Male-biased sexual size dimorphism in sharks

Published on
11. March 2020

Male-biased sexual size dimorphism in sharks: the narrowmouth catshark Schroederichthys bivius as case study

Colonello, J.H., Cortés, F. & Belleggia, M.


In shark populations, variation in sexual size dimorphism (SSD) appears to be related with the reproductive mode. Here, we aimed to investigate the reproductive biology of the narrowmouth catshark Schroederichthys bivius, an oviparous shark with size and secondary sexual dimorphism.
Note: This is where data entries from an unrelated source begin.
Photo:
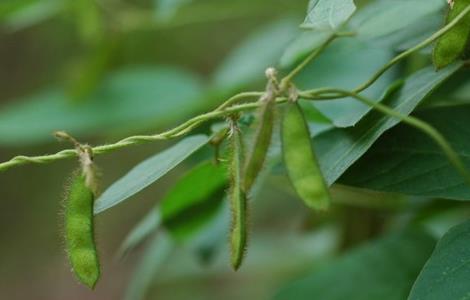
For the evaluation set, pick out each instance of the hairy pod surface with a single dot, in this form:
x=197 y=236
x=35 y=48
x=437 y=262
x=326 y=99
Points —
x=79 y=232
x=261 y=141
x=238 y=202
x=300 y=160
x=453 y=44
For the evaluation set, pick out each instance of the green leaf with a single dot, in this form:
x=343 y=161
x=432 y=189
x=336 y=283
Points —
x=406 y=161
x=338 y=149
x=149 y=171
x=194 y=199
x=140 y=232
x=20 y=14
x=328 y=14
x=346 y=64
x=301 y=46
x=130 y=99
x=445 y=275
x=384 y=269
x=166 y=9
x=247 y=62
x=153 y=258
x=383 y=18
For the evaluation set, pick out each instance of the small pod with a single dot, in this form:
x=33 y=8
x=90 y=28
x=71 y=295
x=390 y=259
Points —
x=79 y=232
x=300 y=160
x=261 y=141
x=238 y=201
x=452 y=44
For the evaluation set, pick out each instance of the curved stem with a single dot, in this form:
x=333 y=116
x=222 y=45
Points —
x=410 y=51
x=136 y=140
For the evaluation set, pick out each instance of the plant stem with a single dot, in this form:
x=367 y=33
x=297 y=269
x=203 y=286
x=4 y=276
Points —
x=410 y=51
x=429 y=130
x=228 y=108
x=138 y=139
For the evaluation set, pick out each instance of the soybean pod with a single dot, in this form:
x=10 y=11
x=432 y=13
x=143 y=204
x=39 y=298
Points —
x=238 y=200
x=261 y=141
x=452 y=44
x=79 y=232
x=300 y=160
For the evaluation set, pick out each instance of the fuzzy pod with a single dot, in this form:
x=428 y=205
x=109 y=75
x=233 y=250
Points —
x=452 y=44
x=261 y=141
x=79 y=232
x=238 y=201
x=300 y=159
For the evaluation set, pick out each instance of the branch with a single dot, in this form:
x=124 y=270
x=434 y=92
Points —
x=180 y=130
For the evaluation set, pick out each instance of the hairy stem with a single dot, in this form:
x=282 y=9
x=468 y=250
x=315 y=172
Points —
x=410 y=51
x=137 y=139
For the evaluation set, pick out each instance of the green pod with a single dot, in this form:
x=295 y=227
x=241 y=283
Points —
x=261 y=141
x=79 y=232
x=452 y=44
x=238 y=202
x=300 y=160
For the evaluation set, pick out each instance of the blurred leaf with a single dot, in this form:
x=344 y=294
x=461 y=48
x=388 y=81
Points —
x=384 y=269
x=154 y=256
x=130 y=99
x=165 y=9
x=445 y=275
x=407 y=161
x=20 y=14
x=149 y=171
x=140 y=232
x=301 y=46
x=246 y=64
x=194 y=199
x=383 y=18
x=90 y=71
x=211 y=238
x=347 y=63
x=328 y=14
x=338 y=149
x=88 y=20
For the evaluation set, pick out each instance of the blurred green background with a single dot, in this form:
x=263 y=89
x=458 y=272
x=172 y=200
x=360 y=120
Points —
x=106 y=69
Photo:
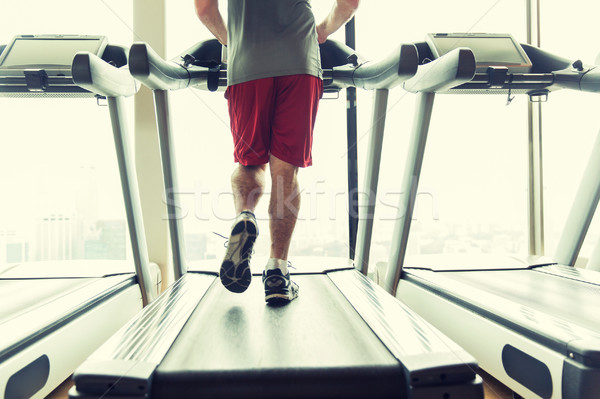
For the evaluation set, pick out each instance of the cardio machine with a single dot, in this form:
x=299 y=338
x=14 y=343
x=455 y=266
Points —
x=343 y=337
x=530 y=323
x=54 y=314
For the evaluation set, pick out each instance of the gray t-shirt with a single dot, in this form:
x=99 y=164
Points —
x=269 y=38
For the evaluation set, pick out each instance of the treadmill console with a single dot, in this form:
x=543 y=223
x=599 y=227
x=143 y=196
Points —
x=51 y=53
x=490 y=49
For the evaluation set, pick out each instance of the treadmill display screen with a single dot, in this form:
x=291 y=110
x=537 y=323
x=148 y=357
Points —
x=27 y=52
x=489 y=49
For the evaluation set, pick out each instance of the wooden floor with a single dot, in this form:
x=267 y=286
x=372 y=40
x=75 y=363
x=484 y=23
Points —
x=492 y=388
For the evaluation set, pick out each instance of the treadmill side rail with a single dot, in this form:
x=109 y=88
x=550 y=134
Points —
x=126 y=362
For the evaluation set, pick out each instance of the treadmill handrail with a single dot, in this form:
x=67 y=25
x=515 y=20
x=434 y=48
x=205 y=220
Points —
x=96 y=75
x=448 y=71
x=157 y=74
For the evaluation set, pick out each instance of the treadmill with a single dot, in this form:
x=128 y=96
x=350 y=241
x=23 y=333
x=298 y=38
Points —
x=531 y=323
x=55 y=313
x=343 y=337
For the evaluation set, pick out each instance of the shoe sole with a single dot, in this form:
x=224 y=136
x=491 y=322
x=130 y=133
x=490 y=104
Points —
x=235 y=270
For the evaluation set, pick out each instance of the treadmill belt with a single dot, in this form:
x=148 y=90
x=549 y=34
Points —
x=317 y=344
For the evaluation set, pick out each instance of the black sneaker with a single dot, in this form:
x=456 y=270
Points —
x=235 y=270
x=279 y=289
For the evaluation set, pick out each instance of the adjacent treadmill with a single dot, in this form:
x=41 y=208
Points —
x=344 y=337
x=54 y=314
x=533 y=324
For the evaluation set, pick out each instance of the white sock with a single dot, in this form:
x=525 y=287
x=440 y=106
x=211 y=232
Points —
x=280 y=264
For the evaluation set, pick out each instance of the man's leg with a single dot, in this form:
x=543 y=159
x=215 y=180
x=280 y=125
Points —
x=247 y=184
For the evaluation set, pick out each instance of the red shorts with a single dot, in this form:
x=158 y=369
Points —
x=274 y=116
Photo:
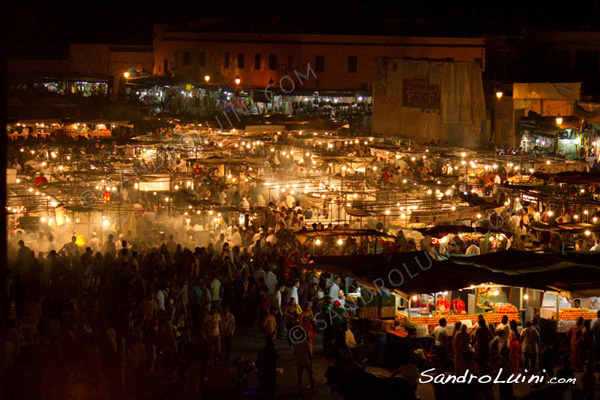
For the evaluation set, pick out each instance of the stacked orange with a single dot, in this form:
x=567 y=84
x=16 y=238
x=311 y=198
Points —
x=509 y=309
x=399 y=333
x=453 y=318
x=574 y=313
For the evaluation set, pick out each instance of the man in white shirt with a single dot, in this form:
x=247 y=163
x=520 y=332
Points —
x=276 y=302
x=260 y=273
x=235 y=238
x=245 y=204
x=119 y=243
x=293 y=292
x=441 y=342
x=334 y=290
x=223 y=197
x=270 y=280
x=271 y=236
x=94 y=243
x=160 y=299
x=215 y=292
x=503 y=331
x=258 y=236
x=473 y=250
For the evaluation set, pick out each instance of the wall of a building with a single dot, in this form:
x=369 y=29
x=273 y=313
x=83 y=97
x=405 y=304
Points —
x=171 y=45
x=109 y=60
x=425 y=100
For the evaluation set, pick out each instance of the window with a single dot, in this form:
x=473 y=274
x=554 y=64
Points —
x=352 y=64
x=586 y=62
x=504 y=131
x=257 y=62
x=320 y=64
x=273 y=62
x=226 y=61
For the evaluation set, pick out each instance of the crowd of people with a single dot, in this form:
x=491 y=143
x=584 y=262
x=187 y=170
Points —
x=118 y=312
x=468 y=350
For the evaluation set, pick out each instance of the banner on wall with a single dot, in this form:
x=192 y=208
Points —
x=547 y=91
x=555 y=168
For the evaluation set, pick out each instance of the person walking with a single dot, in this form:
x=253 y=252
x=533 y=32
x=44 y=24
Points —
x=530 y=338
x=292 y=313
x=304 y=355
x=266 y=365
x=228 y=331
x=213 y=328
x=441 y=344
x=269 y=326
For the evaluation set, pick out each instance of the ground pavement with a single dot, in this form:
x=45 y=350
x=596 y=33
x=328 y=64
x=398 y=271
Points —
x=248 y=341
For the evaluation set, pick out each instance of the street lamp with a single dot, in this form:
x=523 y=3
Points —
x=559 y=120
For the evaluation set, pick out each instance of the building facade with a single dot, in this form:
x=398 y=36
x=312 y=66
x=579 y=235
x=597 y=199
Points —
x=339 y=62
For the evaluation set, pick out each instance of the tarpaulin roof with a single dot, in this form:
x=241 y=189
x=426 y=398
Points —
x=572 y=227
x=572 y=177
x=303 y=236
x=574 y=275
x=441 y=231
x=357 y=212
x=411 y=273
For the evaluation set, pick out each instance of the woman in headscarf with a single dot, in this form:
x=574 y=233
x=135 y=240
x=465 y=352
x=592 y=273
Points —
x=576 y=335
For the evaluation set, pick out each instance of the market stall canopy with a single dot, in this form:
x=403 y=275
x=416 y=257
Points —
x=410 y=273
x=573 y=274
x=572 y=227
x=588 y=111
x=571 y=177
x=444 y=230
x=303 y=236
x=357 y=212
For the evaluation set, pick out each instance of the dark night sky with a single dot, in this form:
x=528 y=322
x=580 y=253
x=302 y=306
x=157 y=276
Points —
x=35 y=25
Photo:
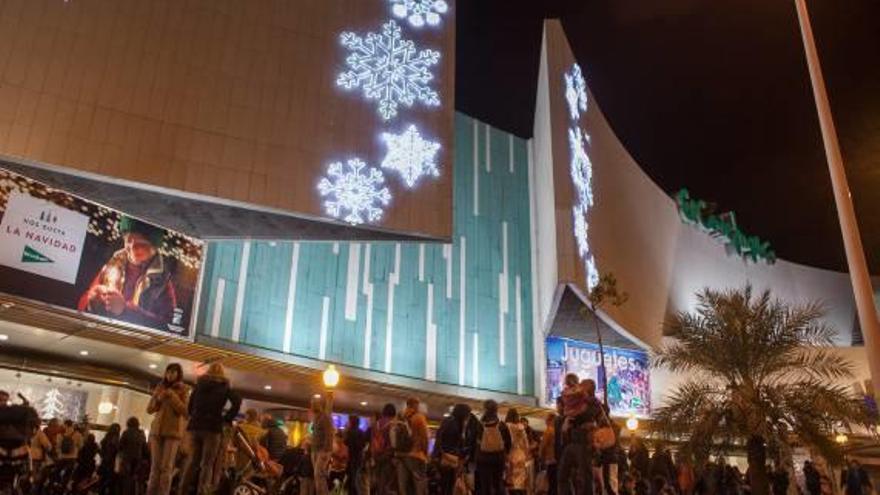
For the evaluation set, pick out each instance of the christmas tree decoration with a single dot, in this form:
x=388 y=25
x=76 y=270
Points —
x=410 y=155
x=389 y=69
x=419 y=12
x=575 y=92
x=355 y=192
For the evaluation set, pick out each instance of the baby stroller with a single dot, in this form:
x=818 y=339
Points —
x=252 y=477
x=17 y=425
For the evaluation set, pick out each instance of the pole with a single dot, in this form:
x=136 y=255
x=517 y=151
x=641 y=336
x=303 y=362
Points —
x=852 y=242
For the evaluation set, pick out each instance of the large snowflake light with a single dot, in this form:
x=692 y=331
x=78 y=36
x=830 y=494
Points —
x=355 y=192
x=419 y=12
x=575 y=92
x=410 y=155
x=581 y=167
x=389 y=69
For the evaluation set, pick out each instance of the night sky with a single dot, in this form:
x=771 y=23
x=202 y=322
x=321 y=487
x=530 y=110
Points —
x=712 y=96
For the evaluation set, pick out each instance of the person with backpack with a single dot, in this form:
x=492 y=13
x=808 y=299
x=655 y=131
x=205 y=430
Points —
x=493 y=445
x=452 y=448
x=132 y=451
x=381 y=455
x=206 y=419
x=168 y=405
x=409 y=438
x=322 y=445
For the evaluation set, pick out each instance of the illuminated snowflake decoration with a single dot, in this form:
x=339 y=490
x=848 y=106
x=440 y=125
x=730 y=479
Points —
x=389 y=69
x=410 y=155
x=355 y=192
x=575 y=92
x=419 y=12
x=581 y=167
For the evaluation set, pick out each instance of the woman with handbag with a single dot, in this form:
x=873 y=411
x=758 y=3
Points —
x=451 y=447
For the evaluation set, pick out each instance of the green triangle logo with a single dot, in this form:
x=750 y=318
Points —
x=31 y=255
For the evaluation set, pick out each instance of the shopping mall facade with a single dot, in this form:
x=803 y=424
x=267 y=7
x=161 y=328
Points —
x=309 y=208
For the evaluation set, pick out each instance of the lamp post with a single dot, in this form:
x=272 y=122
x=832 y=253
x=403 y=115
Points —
x=852 y=242
x=331 y=380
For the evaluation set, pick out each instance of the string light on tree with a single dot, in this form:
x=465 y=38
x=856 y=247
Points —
x=354 y=191
x=575 y=92
x=410 y=155
x=389 y=69
x=419 y=12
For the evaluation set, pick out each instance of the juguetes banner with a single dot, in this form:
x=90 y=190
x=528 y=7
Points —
x=72 y=253
x=629 y=379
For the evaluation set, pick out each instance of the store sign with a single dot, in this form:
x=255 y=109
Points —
x=65 y=251
x=723 y=227
x=42 y=238
x=629 y=383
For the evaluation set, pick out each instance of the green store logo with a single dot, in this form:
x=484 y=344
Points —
x=723 y=227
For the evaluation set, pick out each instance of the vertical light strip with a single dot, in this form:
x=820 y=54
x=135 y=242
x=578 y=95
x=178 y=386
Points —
x=476 y=369
x=461 y=310
x=368 y=292
x=447 y=255
x=351 y=286
x=218 y=308
x=503 y=299
x=393 y=280
x=510 y=152
x=519 y=343
x=421 y=262
x=430 y=339
x=325 y=322
x=291 y=298
x=476 y=169
x=488 y=149
x=239 y=294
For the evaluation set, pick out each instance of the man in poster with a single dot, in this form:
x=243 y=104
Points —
x=135 y=285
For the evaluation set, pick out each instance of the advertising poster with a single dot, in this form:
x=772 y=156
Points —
x=62 y=250
x=629 y=384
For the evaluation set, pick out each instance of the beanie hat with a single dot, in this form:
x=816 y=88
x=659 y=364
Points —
x=129 y=225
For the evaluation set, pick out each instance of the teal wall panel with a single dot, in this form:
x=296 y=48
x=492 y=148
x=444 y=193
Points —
x=402 y=308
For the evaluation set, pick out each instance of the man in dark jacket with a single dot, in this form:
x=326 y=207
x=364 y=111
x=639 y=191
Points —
x=452 y=446
x=493 y=445
x=206 y=420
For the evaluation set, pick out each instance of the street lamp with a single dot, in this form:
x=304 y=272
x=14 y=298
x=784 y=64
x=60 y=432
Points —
x=331 y=380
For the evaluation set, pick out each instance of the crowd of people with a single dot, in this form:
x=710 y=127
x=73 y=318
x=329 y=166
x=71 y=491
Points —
x=193 y=448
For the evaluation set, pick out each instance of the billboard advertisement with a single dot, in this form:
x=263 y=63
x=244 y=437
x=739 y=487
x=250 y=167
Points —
x=629 y=379
x=75 y=254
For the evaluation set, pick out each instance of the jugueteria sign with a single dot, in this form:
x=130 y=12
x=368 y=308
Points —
x=723 y=227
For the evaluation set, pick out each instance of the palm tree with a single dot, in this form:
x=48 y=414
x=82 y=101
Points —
x=762 y=372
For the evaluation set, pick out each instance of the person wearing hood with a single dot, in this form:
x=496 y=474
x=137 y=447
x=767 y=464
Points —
x=452 y=446
x=169 y=406
x=206 y=420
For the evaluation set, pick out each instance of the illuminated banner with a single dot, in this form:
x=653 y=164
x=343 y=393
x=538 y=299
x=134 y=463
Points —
x=629 y=379
x=75 y=254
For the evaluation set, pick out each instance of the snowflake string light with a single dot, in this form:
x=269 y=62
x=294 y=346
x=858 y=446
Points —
x=581 y=167
x=419 y=12
x=356 y=189
x=575 y=92
x=410 y=155
x=389 y=69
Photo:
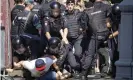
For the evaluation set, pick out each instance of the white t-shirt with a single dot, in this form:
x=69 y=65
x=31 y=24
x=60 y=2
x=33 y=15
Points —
x=30 y=65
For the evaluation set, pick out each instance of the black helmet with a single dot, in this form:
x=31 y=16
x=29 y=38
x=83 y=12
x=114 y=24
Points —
x=17 y=42
x=54 y=46
x=38 y=1
x=54 y=42
x=55 y=5
x=116 y=9
x=70 y=1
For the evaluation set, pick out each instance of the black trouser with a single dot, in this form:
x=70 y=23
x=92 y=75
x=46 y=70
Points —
x=67 y=56
x=77 y=43
x=95 y=41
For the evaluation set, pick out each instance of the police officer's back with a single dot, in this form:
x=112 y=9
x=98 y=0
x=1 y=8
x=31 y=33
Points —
x=19 y=7
x=27 y=24
x=98 y=15
x=26 y=21
x=99 y=33
x=45 y=7
x=53 y=22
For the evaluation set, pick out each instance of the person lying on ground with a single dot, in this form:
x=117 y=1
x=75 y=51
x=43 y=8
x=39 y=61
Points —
x=40 y=68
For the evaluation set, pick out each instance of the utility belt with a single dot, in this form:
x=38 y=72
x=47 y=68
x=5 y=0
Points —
x=101 y=35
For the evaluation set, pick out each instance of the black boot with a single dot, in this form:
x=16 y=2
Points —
x=84 y=75
x=76 y=75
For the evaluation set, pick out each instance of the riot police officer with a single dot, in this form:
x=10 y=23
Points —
x=19 y=7
x=53 y=22
x=73 y=31
x=28 y=27
x=63 y=52
x=99 y=32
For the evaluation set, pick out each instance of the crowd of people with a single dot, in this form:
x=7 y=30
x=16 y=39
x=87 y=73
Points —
x=56 y=40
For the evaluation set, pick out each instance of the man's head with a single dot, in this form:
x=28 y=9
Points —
x=19 y=1
x=55 y=9
x=54 y=45
x=40 y=65
x=38 y=1
x=29 y=4
x=18 y=45
x=70 y=4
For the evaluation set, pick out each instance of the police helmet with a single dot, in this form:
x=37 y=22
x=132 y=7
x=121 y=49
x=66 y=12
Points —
x=70 y=1
x=17 y=43
x=54 y=46
x=55 y=5
x=54 y=42
x=116 y=9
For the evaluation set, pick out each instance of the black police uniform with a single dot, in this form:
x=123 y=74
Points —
x=63 y=52
x=97 y=24
x=53 y=25
x=16 y=10
x=45 y=8
x=27 y=24
x=72 y=21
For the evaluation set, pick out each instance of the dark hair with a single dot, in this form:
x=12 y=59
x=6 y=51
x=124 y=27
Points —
x=18 y=1
x=38 y=1
x=70 y=1
x=55 y=5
For this purpose, specimens were collected during research surveys covering almost their entire distribution in the southwestern Atlantic continental shelf. Size distribution ranged from 196 to 810 mm total length (TL) in males and from 258 to 630 mm TL in females, and the mean size at maturity was 563 mm TL for males and 485 mm TL for females. Males appeared to be capable of mating all times of the year, while females could exhibit an annual reproductive cycle. Besides SSD, with males attaining higher maximum TL and size at maturity, spatial sexual segregation appears to be observed in mature specimens. Although differences in size at maturity were observed between surveys, these differences did not show a latitudinal pattern. The spatial overlap observed between closed areas to trawling and the distribution of egg-bearing females suggests that these closed areas, although designed and established to protect other species, may represent an important measure also for the conservation of S. bivius.